Code of the paper "Part Detector Discovery in Deep Convolutional Neural Networks" by Marcel Simon, Erik Rodner and Joachim Denzler

Overview

Part Detector Discovery

This is the code used in our paper "Part Detector Discovery in Deep Convolutional Neural Networks" by Marcel Simon, Erik Rodner and Joachim Denzler published at ACCV 2014. If you would like to refer to this work, please cite the corresponding paper

@inproceedings{Simon14:PDD,
  author = {Marcel Simon and Erik Rodner and Joachim Denzler},
  booktitle = {Asian Conference on Computer Vision (ACCV)},
  title = {Part Detector Discovery in Deep Convolutional Neural Networks},
  year = {2014},
}

The following steps will guide you through the usage of the code.

1. Python Environment

Setup a python environment, preferably a virtual environment using e. g. virtual_env. The requirements file might install more than you need.

virtualenv pyhton-env && pip install -r requirements.txt

2. DeCAF Installation

Build and install decaf into this environment

source python-env/bin/activate
cd decaf-tools/decaf/
python setup.py build
python setup.py install

3. Pre-Trained ImageNet Model

Get the decaf ImageNet model:

cd decaf-tools/models/
bash get_model.sh

You now might need to adjust the path to the decaf model in decaf-tools/extract_grad_map.py, line 75!

4. Gradient Map Calculation

Now you can calculate the gradient maps using the following command. For a single image, use decaf-tools/extract_grad_map.py :

usage: extract_grad_map.py [-h] [--layers LAYERS [LAYERS ...]] [--limit LIMIT]
                           [--channel_limit CHANNEL_LIMIT]
                           [--images pattern [pattern ...]] [--outdir OUTDIR]

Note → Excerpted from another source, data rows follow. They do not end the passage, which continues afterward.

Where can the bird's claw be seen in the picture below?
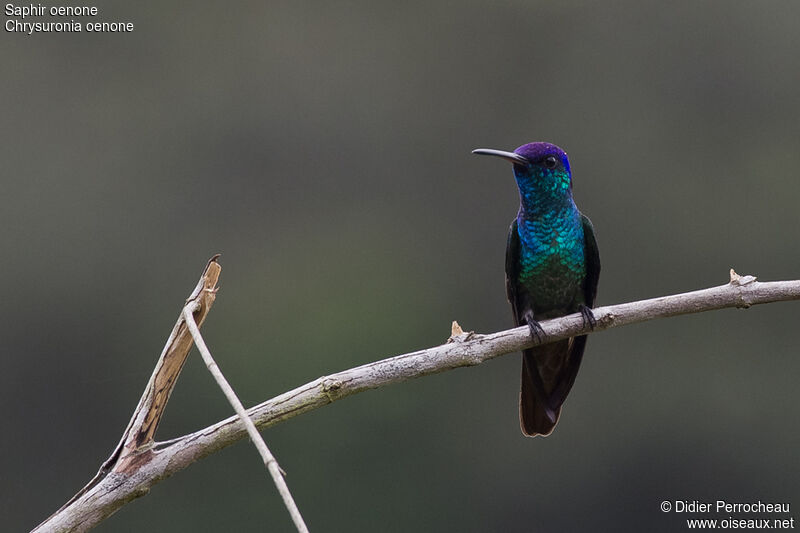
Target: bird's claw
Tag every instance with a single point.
(588, 317)
(536, 331)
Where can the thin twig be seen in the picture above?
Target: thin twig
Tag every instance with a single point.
(255, 436)
(465, 349)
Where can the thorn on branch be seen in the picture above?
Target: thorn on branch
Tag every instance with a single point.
(458, 335)
(736, 279)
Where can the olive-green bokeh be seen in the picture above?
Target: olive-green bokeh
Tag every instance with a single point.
(323, 149)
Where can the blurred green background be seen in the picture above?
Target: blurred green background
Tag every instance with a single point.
(324, 150)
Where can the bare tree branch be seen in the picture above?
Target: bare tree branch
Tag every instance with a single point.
(465, 349)
(269, 460)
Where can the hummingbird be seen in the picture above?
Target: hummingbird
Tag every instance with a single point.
(552, 269)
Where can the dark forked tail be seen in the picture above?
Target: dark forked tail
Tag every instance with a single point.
(542, 394)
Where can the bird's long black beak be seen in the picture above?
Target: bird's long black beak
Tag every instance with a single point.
(509, 156)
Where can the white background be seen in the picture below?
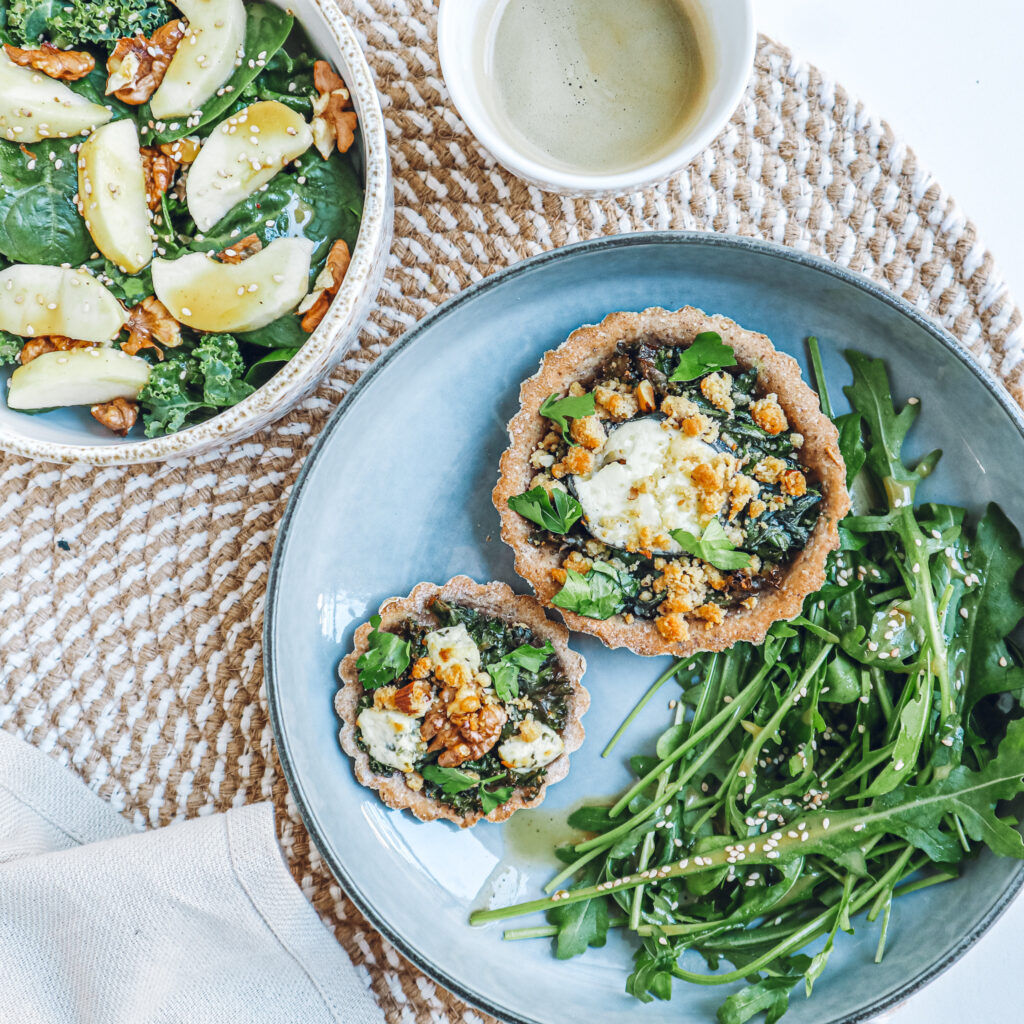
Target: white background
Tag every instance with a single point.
(948, 77)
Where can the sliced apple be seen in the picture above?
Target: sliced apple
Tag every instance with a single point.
(235, 297)
(40, 300)
(78, 377)
(205, 58)
(243, 154)
(112, 189)
(34, 107)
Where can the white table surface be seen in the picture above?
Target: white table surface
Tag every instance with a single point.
(948, 78)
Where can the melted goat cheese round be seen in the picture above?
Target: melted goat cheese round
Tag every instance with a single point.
(642, 481)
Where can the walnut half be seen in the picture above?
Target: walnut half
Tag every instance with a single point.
(151, 326)
(137, 65)
(316, 303)
(462, 735)
(119, 415)
(334, 120)
(69, 66)
(48, 343)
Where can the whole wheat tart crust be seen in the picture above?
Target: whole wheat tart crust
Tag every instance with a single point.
(499, 601)
(580, 358)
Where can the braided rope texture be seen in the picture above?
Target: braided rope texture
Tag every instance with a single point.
(131, 600)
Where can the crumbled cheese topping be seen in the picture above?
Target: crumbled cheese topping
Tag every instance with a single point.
(642, 485)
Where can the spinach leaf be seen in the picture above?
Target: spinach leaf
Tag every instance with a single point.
(529, 657)
(286, 332)
(599, 594)
(489, 799)
(263, 369)
(288, 78)
(708, 352)
(386, 658)
(39, 222)
(556, 511)
(560, 411)
(10, 347)
(505, 674)
(315, 199)
(713, 546)
(193, 384)
(450, 779)
(267, 27)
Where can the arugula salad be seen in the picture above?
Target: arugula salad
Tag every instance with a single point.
(178, 198)
(861, 753)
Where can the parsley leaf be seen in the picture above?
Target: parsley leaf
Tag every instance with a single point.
(450, 779)
(489, 799)
(386, 659)
(506, 680)
(599, 594)
(560, 411)
(505, 674)
(454, 781)
(708, 352)
(555, 512)
(713, 546)
(10, 347)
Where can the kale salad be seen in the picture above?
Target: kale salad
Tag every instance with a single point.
(469, 711)
(179, 195)
(864, 751)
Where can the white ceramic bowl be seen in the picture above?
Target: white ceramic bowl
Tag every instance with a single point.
(462, 31)
(71, 435)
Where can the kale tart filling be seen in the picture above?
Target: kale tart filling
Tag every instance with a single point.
(672, 484)
(461, 701)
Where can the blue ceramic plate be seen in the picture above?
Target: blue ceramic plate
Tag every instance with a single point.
(398, 489)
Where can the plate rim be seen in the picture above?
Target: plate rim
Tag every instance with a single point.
(714, 240)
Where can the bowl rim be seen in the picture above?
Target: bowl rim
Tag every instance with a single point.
(273, 686)
(454, 62)
(344, 318)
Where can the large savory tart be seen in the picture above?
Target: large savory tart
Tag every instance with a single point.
(671, 483)
(461, 701)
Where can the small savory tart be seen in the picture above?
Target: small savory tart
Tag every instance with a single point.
(461, 701)
(672, 484)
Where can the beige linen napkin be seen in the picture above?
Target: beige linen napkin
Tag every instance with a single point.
(199, 922)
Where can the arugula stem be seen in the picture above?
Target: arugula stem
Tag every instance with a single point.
(644, 700)
(567, 872)
(730, 713)
(820, 383)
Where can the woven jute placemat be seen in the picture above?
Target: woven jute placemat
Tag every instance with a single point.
(131, 601)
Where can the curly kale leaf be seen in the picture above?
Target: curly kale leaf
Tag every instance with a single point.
(194, 384)
(74, 23)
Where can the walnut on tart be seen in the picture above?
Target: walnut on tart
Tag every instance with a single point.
(671, 483)
(463, 702)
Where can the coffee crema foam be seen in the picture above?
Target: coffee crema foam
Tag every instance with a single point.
(594, 86)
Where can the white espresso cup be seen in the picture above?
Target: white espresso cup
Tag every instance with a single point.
(728, 40)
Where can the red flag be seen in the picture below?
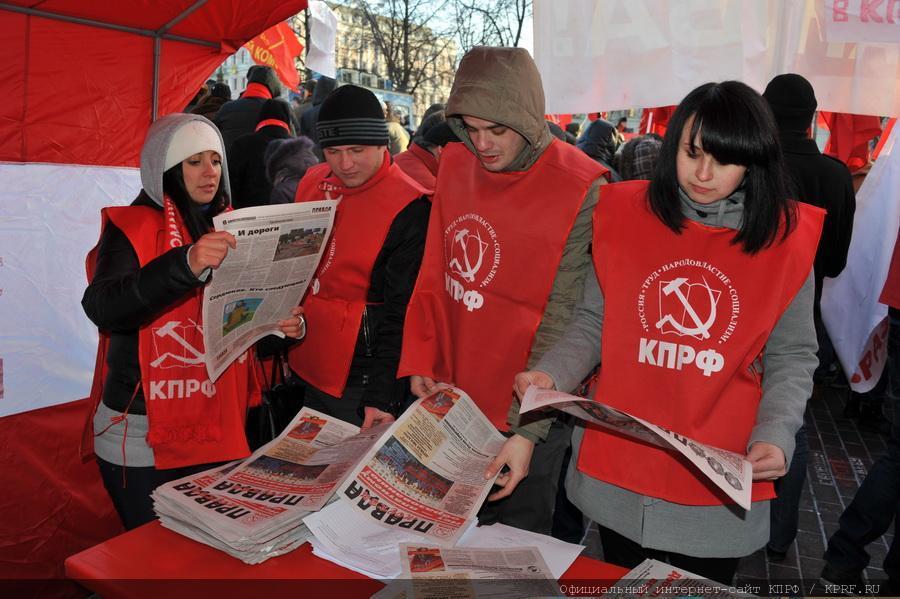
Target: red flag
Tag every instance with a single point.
(655, 120)
(276, 47)
(560, 119)
(884, 135)
(850, 136)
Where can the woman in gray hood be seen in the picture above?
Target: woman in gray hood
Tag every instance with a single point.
(156, 416)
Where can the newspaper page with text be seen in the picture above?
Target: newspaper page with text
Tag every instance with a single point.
(258, 283)
(727, 470)
(461, 572)
(427, 474)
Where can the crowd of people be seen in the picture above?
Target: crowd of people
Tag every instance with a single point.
(678, 278)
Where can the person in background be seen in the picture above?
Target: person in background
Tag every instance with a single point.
(825, 182)
(600, 141)
(712, 261)
(324, 86)
(287, 161)
(877, 501)
(510, 234)
(220, 94)
(420, 160)
(358, 298)
(399, 138)
(637, 159)
(155, 416)
(246, 162)
(239, 117)
(302, 103)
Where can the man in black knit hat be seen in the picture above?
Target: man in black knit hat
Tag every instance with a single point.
(356, 304)
(825, 182)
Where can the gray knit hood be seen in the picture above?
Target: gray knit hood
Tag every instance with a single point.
(501, 85)
(153, 154)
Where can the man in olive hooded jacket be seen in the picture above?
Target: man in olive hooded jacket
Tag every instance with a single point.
(505, 261)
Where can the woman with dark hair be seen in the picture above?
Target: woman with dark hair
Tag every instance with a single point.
(155, 414)
(703, 294)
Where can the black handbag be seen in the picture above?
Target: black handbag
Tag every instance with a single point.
(282, 398)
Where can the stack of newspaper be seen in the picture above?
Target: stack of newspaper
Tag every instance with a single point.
(253, 510)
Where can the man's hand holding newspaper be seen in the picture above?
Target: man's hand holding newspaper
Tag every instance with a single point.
(731, 472)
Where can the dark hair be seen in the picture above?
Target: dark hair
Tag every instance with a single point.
(734, 124)
(197, 221)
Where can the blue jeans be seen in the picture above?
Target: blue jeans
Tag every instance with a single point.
(877, 502)
(784, 509)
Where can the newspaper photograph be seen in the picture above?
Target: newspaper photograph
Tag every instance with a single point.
(652, 578)
(432, 571)
(302, 467)
(727, 470)
(263, 278)
(426, 474)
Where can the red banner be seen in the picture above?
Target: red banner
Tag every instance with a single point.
(655, 120)
(850, 137)
(276, 47)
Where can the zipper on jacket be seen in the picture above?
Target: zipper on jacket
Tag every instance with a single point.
(367, 338)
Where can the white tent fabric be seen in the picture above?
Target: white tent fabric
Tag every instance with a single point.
(48, 343)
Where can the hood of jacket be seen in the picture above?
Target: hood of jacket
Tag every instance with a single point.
(153, 154)
(501, 85)
(599, 141)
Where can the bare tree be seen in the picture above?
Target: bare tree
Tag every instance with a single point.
(410, 37)
(490, 22)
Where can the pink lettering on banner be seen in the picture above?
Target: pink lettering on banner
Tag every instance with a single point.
(892, 9)
(839, 11)
(868, 11)
(871, 365)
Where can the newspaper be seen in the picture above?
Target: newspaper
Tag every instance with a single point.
(727, 470)
(262, 278)
(174, 505)
(652, 578)
(302, 467)
(427, 474)
(253, 509)
(431, 571)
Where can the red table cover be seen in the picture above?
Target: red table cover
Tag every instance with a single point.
(152, 561)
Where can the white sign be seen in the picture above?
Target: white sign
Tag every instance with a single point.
(643, 53)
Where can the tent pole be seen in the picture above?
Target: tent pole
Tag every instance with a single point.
(184, 14)
(100, 24)
(154, 99)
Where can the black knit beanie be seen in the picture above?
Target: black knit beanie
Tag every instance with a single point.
(792, 100)
(351, 116)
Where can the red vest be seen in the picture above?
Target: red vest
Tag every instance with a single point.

Calculate the gradient maps for an image.

optional arguments:
  -h, --help            show this help message and exit
  --layers LAYERS [LAYERS ...]
  --limit LIMIT         When calculating the gradient of the class scores,
                        calculate the gradient for the output elements with the
                        [limit] highest probabilities.
  --channel_limit CHANNEL_LIMIT
                        Sets the number of channels per layer you want to
                        calculate the gradient of.
  --images pattern [pattern ...]
			Absolute image path to the image. You can use wildcards.
  --outdir OUTDIR

For a list of absolute image paths call this script this way:

python extract_grad_map.py --images $(cat /path/to/imagelist.txt) --limit 1 --channel_limit 256 --layers probs pool5 --outdir /path/to/output/

The gradient maps are stored as Matlab .mat file and as png. In addition to these, the script also generates A html file to view the gradient maps and the input image. The gradient map is placed in the directory outdir/images'_parent_dir/image_filename/*. Be aware that approx. 45 MiB of storage is required per input image. For the whole CUB200-2011 dataset this means a total storage size of approx 800 GiB!

5. Part Localization

Apply the part localization using GMM fitting or maximum finding. Have a look in the part_localization folder for that. Open calcCUBPartLocs.m and adjust the paths. Now simply run calcCUBPartLocs(). This will create a file which has the same format as the part_locs.txt file of the CUB200-2011 dataset. You can use it for part-based classification.

6. Classification

We also provide the classification framework to use these part localizations and feature extraction with DeCAF. Go to the folder classification and open partEstimationDeepLearing.m. Have a look at line 40 and adjust the path such that it points to the correct file. Open settings.m and adjust the paths. Next, open settings.m and adjust the paths to liblinear and the virtual python environment. Now you can execute for example:

init
recRate = experimentParts('cub200_2011',200, struct('descriptor','plain','preprocessing_useMask','none','preprocessing_cropToBoundingbox',0), struct('partSelection',[1 2 3 9 14],'bothSymmetricParts',0,'descriptor','plain','trainPartLocation','est','preprocessing_relativePartSize',1.0/8,'preprocessing_cropToBoundingbox',0))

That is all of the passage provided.